In this post, we'll take a look at some of the variables that you should consider when pricing your SaaS product and some of the pricing models that are common in the industry. Hopefully, this will provide you with some insights into how to prepare your own strategy and the ways that it may need tweaking as new information about your customers and your business becomes available.
Pricing requirements are harder for SaaS products than they are for products that are sold per unit. With per unit pricing, you know how much it costs to make the product and can easily price higher. Of course, you still must work within the confines of what the market will bear and how you compare to your closest competitor, but the maths behind adjusting and setting your price is more straightforward.
With SaaS products, you can't know the full value of a customer until you know how long the average customer remains subscribed to your service. The amount of money you make from a customer from the moment they sign up to the moment they churn is the customer's lifetime value (CLTV). Another important factor that you must consider is how much you spend on sales and marketing to acquire a customer. This is customer acquisition cost (CAC). If your company is to survive, your average cost of acquisition for a customer must be significantly lower than their average lifetime value.

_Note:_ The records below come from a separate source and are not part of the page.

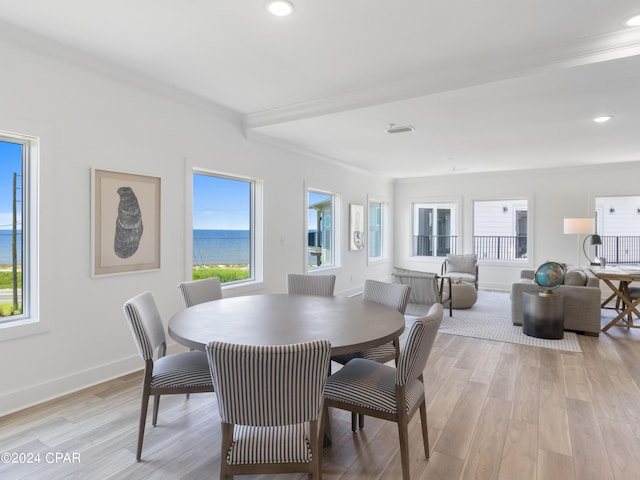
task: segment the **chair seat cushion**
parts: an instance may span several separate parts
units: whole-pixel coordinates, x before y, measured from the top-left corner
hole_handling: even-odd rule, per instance
[[[304,423],[280,427],[236,425],[227,463],[309,463],[311,446],[306,430]]]
[[[451,281],[461,281],[465,283],[475,283],[476,276],[465,272],[447,272],[445,277],[449,277]]]
[[[385,343],[384,345],[378,345],[367,350],[355,353],[347,353],[345,355],[335,355],[331,357],[334,362],[345,365],[347,362],[355,358],[364,358],[373,362],[386,363],[396,358],[396,347],[393,342]]]
[[[200,351],[167,355],[153,364],[151,388],[211,386],[207,354]],[[213,388],[213,387],[212,387]]]
[[[327,379],[324,396],[328,400],[395,414],[395,381],[395,368],[357,358]],[[410,412],[422,401],[424,385],[413,379],[405,389],[405,407]]]

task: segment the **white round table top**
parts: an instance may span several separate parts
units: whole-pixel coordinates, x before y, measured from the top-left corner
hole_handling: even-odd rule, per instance
[[[404,331],[404,315],[361,298],[248,295],[206,302],[176,313],[169,335],[204,350],[212,340],[245,345],[288,345],[329,340],[343,355],[382,345]]]

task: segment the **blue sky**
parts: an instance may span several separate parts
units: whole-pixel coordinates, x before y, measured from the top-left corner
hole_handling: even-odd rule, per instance
[[[249,230],[251,184],[241,180],[193,176],[193,228]]]
[[[13,218],[13,172],[22,173],[22,145],[0,142],[0,230],[10,230]],[[18,178],[18,185],[21,179]],[[18,197],[20,192],[18,192]],[[20,209],[18,208],[18,222]]]

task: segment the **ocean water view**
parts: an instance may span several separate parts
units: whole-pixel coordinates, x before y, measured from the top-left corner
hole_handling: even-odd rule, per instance
[[[22,251],[20,245],[22,244],[22,231],[16,232],[16,241],[18,245],[18,263],[22,263]],[[0,230],[0,265],[11,265],[11,230]]]
[[[194,230],[193,264],[248,264],[249,230]]]

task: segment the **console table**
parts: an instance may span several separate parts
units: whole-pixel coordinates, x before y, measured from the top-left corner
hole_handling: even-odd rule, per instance
[[[618,315],[602,329],[606,332],[614,325],[627,328],[640,328],[640,325],[633,324],[633,315],[640,317],[638,306],[640,298],[632,300],[629,296],[629,284],[640,281],[640,269],[628,270],[622,267],[591,268],[593,274],[602,280],[613,291],[613,293],[602,302],[602,308],[612,308]],[[614,284],[618,282],[618,286]],[[607,307],[609,302],[615,300],[615,307]],[[626,317],[626,319],[625,319]]]

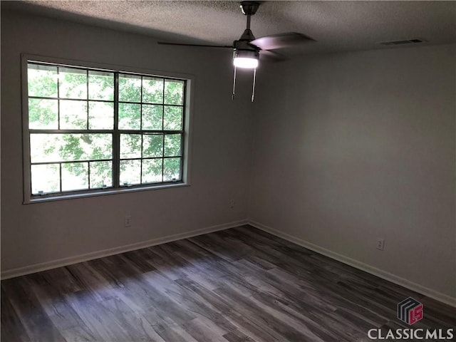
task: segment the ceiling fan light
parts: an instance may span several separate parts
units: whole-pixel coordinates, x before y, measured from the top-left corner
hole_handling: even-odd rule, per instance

The problem for startups here is clear. You cannot know what the lifetime value for your average customer is because nobody has signed up yet, much less went on to cancel later. The problem goes beyond the startup stage though, and this is where many companies falter. Both the LTV and the CAC averages for your product are going to be in a constant state of flux. A company that never reevaluates pricing is very likely to fail. In fact, a successful SaaS business will not only reevaluate prices regularly but do so continuously.
Article continues below.
So if you are just starting out and all you have so far are assumptions about how long your customers will stick around and the number of users that you will have on average, how do you go about setting your pricing? The key here is to think of your initial pricing as nothing more than a starting point. It's the first step in a long term SaaS pricing strategy. Because of this, you want to keep it as simple as possible. There are a number of benefits to this approach.

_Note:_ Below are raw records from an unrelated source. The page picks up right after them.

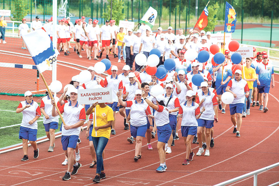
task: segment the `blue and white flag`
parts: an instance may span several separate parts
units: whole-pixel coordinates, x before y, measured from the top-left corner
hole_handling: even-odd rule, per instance
[[[42,73],[56,63],[59,52],[43,28],[22,35],[21,37],[39,72]]]

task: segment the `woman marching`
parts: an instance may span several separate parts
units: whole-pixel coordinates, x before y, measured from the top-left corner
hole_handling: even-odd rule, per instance
[[[135,101],[123,101],[121,98],[119,92],[118,92],[117,94],[119,103],[123,107],[130,108],[131,135],[134,139],[135,139],[136,141],[134,158],[135,162],[141,158],[142,139],[144,137],[145,137],[145,133],[147,129],[146,116],[151,114],[148,104],[142,99],[142,91],[140,89],[136,90]],[[152,126],[150,126],[150,127],[152,131]]]
[[[165,146],[171,135],[171,129],[169,124],[169,110],[164,102],[165,97],[162,95],[156,97],[157,105],[154,104],[145,96],[144,91],[142,93],[142,97],[149,106],[156,111],[154,116],[149,116],[149,118],[154,118],[156,121],[157,126],[158,143],[157,149],[160,159],[160,166],[156,170],[157,172],[165,172],[167,169],[166,165],[166,151]]]
[[[205,142],[202,141],[202,128],[205,127],[206,150],[204,155],[209,156],[210,134],[211,129],[214,126],[215,114],[216,117],[215,121],[216,123],[218,122],[218,111],[216,107],[218,106],[218,103],[215,94],[208,89],[208,84],[207,82],[202,82],[200,86],[202,91],[197,93],[199,100],[197,100],[197,102],[199,103],[199,106],[206,107],[207,109],[206,111],[204,111],[200,118],[197,119],[197,136],[200,148],[196,155],[201,156],[202,153],[204,151],[202,148],[202,142],[205,143]]]
[[[28,140],[34,148],[34,158],[39,157],[39,149],[37,148],[37,131],[38,124],[37,120],[41,117],[41,111],[39,105],[33,100],[33,94],[27,91],[24,93],[25,101],[20,102],[16,112],[22,112],[22,120],[20,128],[19,138],[22,140],[23,157],[21,161],[28,160]]]
[[[191,141],[197,133],[198,126],[197,120],[205,110],[204,107],[200,111],[199,105],[195,102],[197,97],[194,91],[190,90],[186,93],[186,101],[180,105],[178,116],[182,117],[181,133],[186,145],[186,158],[182,165],[188,165],[189,161],[193,160],[195,155],[191,149]]]

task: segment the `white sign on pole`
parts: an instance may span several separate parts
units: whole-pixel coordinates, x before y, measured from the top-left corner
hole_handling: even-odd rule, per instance
[[[112,89],[102,88],[78,90],[78,101],[79,104],[112,102]]]
[[[118,25],[119,25],[118,27],[120,28],[127,28],[133,29],[135,26],[135,22],[119,20]]]
[[[0,16],[11,16],[10,10],[0,10]]]
[[[251,57],[254,56],[253,47],[252,46],[240,47],[238,50],[235,52],[232,52],[232,55],[236,52],[241,55],[242,57]]]

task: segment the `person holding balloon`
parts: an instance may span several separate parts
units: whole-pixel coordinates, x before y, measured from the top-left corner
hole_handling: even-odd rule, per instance
[[[245,97],[248,98],[249,96],[250,91],[247,82],[241,78],[241,70],[238,69],[236,70],[234,78],[230,81],[226,89],[226,92],[230,92],[233,95],[233,100],[229,103],[230,113],[231,120],[234,126],[233,133],[235,133],[235,131],[236,130],[236,137],[238,138],[240,137],[240,127],[242,123],[241,114],[244,107],[244,100]]]

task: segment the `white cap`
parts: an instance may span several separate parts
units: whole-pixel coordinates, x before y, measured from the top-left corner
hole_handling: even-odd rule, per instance
[[[118,69],[117,68],[117,67],[115,65],[114,65],[111,67],[111,71],[112,71],[113,70],[116,70],[117,71],[118,70]]]
[[[24,97],[31,95],[34,95],[34,94],[33,94],[29,91],[27,91],[24,93]]]
[[[165,97],[162,95],[160,94],[156,96],[156,100],[158,102],[160,102],[161,101],[164,101],[165,100]]]
[[[194,92],[194,91],[192,90],[189,90],[187,91],[185,95],[189,97],[192,97],[194,95],[195,95],[195,93]]]
[[[129,70],[130,69],[130,66],[127,64],[125,64],[123,66],[123,68],[122,68],[122,70]]]
[[[203,82],[201,83],[201,86],[200,86],[202,87],[203,86],[208,86],[208,84],[207,84],[207,82]]]
[[[239,74],[241,74],[241,71],[239,70],[239,69],[237,69],[235,71],[235,72],[234,72],[234,73],[236,73]]]
[[[171,83],[167,83],[166,85],[166,88],[167,87],[170,87],[171,88],[173,88],[173,86],[172,86]]]
[[[130,72],[128,74],[128,78],[134,78],[135,77],[135,74],[133,72]]]
[[[183,74],[185,74],[185,72],[183,70],[179,70],[178,71],[178,74],[181,74],[183,75]]]
[[[140,95],[141,95],[142,91],[141,90],[137,89],[136,90],[135,92],[135,95],[136,95],[137,94],[140,94]]]
[[[90,66],[87,68],[87,70],[94,70],[94,67],[92,66]]]

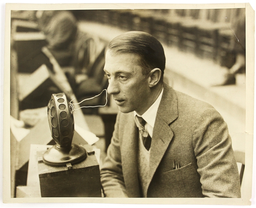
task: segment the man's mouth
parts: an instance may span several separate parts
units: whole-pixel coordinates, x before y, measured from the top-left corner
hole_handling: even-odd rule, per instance
[[[125,102],[125,100],[114,99],[115,101],[115,103],[118,105],[121,105]]]

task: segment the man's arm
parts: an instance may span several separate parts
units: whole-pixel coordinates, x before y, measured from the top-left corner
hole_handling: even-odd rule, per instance
[[[128,197],[122,169],[120,143],[118,136],[119,114],[117,118],[115,129],[107,156],[101,170],[101,183],[107,197]]]
[[[206,197],[240,198],[238,172],[226,124],[214,109],[205,111],[193,136],[193,145]]]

The key is that once you've put your simple pricing plan into place, you continue to make adjustments to it as you gather feedback from your customers and collect data on the LTV and CAC metrics that we discussed earlier.
The pricing model you choose will in some ways be limited by the type of service you are offering. Regardless of the type of SaaS business you are running, you will have a number of options to choose from when selecting a pricing model. Take a good look at the way your product offering is structured and think about which model makes the most sense for it.
Here are the traditional SaaS pricing models:
Article continues below.
Need help with your go-to-market strategy?
Book your free growth audit, for a one-to-one call with one of our growth experts. They will offer free, practical advice that can be implemented today, covering everything from the right pricing model to getting your product in front of the right people.
You may be tempted to browse through your competition's pricing pages and try to mimic what they are doing. This is a very easy way to get initial pricing. Not only because the competitor has already done the hard work of building the pricing model, but because you'll know ahead of time that the market will bear the price.
In the long run though, this pricing strategy simply doesn’t work. You need a way to highlight the things that set you apart from your competition — what creates value and is the key selling point? What are the benefits that your product provides that will solve your prospects pain points? This is how you will build value in your product.
When deciding on a pricing structure, ask yourself what your unique value proposition is. By focusing on what sets you apart from your competitors and building your pricing around that, you will be highlighting the very thing that will help you stand out and close more sales.
Cost-plus pricing is a strategy where you add a markup to your costs. We mentioned earlier how sellers of physical, per-unit items can look at the cost it takes them to make something and add a number to that to ensure that they are making a profit. However, customers don't care about that. Companies can charge a lot higher over the margin for products that are valued very highly in the market. Likewise, if your product lacks any perceived value, you’ll be lucky to make anything over margin, and your business will fail to grow profitably.
The same is true of SaaS products. In the beginning, you have the costs of development, labour costs, and any monthly bills that your product may rely on. It may be tempting to price at some percentage over that amount, but your customers aren't going to judge your price points by the operating costs of your company, and this strategy just won’t work long-term.
As your company grows, your operational costs will grow with it. Perhaps you need to hire more support staff or a larger sales force. Tying your product pricing to these ever-changing variables likely will not reflect the market value of your product, and your prices will be changing all the time — this will only infuriate customers and may cause some to churn.
Competitor-based pricing and cost-plus pricing both falter because they neglect the most important aspect of a SaaS product - perceived value. The perceived value of a product is the deciding factor in what people are willing to pay.
In the beginning, you may have no way of knowing what value your customers will place on your product, which is why the traditional models we mentioned earlier are a good starting point to experiment with. After you've been operating for a while though, you'll be able to implement a value-led pricing strategy and set your business up for long-term profitable growth.